KratosMultiphysics / Kratos

Kratos Multiphysics (A.K.A Kratos) is a framework for building parallel multi-disciplinary simulation software. Modularity, extensibility and HPC are the main objectives. Kratos has BSD license and is written in C++ with extensive Python interface.
https://kratosmultiphysics.github.io/Kratos/
Other
1.01k stars 244 forks source link

[HDF5] Replace Raw MPI Calls #10728

Closed matekelemen closed 1 year ago

matekelemen commented 1 year ago

Description

The HDF5Application has to do MPI synchronization in its internals (obviously), but the C++ side always invokes raw MPI calls on MPI_COMM_WORLD instead of relying on DataCommunicator. This will lead to hangs and other unwanted behaviour if proper MPI communication (with subcommunicators) ever gets implemeted in core.

This is not an urgent problem and I definitely don't have time to do it because it involves extensive changes to the HDF5Application, but it will have to be taken care of sooner or later.

ToDo

philbucher commented 1 year ago

subcomms are available for years, they are just rarely used (in fact I think I was the only one really using it so far)

Most apps support this already, the HdfApp is one of the last ones that need quite some work I.e. it needs to be split into base app and MPI-extension. Then the usage of the datacomm will kinda come naturally

For now the hdfApp is not usable with MPI_Comms != MPI_COMM_WORLD, which is not a common usecase (I used it for a huge FSI simulation where the Structure was using less MPI cores than the fluid)

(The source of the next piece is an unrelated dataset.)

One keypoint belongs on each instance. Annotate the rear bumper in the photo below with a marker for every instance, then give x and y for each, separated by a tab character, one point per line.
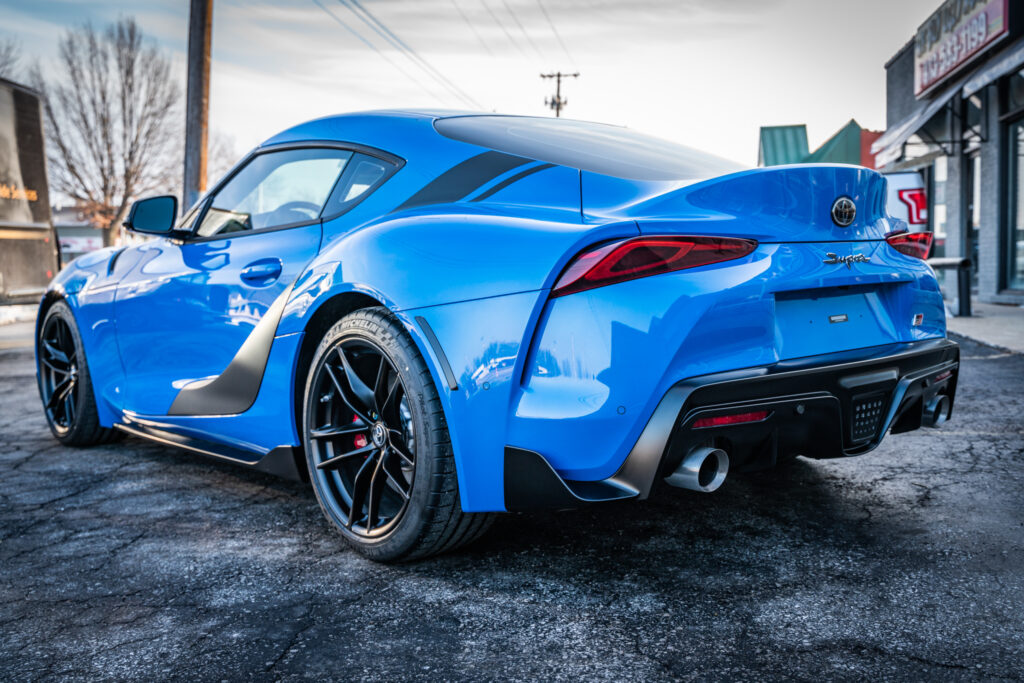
829	406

matekelemen commented 1 year ago

subcomms are available for years, they are just rarely used

I had no idea, thanks for letting me know!

the HdfApp is one of the last ones that need quite some work I.e. it needs to be split into base app and MPI-extension.

Why does it need separation? Is it to make MPI libraries optional when compiling?

philbucher commented 1 year ago

Why does it need separation? Is it to make MPI libraries optional when compiling?

imagine you compile with MPI support. I.e. mpi is now a hard dependency, even if you run in serial. Now you deploy on a system that does not have the MPI libs available, then it will crash

The Altair guys have had this issue afaik.

Thats the reason MPI is handled in the core the way it is currently done

mpentek commented 1 year ago

We talked with @philbucher. One very relevant use-case: CoSim, for example CFD + CSD. Typically, CFD will run on M number of MPI processes, CSD could run on N (<M) number of processes. That would be a balanced use of parallel computing resources. Correspondingly, one would like to trigger H5 output from CFD on M cores, H5 output from CSD on N cores. This is not possible, as currently the simulation hangs.

@matekelemen @sunethwarna this could be relevant for Multiphysics with CoSim in the future, if not already.

I understand it is linked to #11473

sunethwarna commented 1 year ago

@mpentek As you mentioned, this is planned to be finished with the chain of PRs starting with #11473.

philbucher commented 1 year ago

@mpentek can you give it a try? From what I can see, the necessary updates to hdf were made

thanks @sunethwarna !

sunethwarna commented 1 year ago

But @mpentek has to wait because the python side is still using the default communicator. That is yet to be updated. :/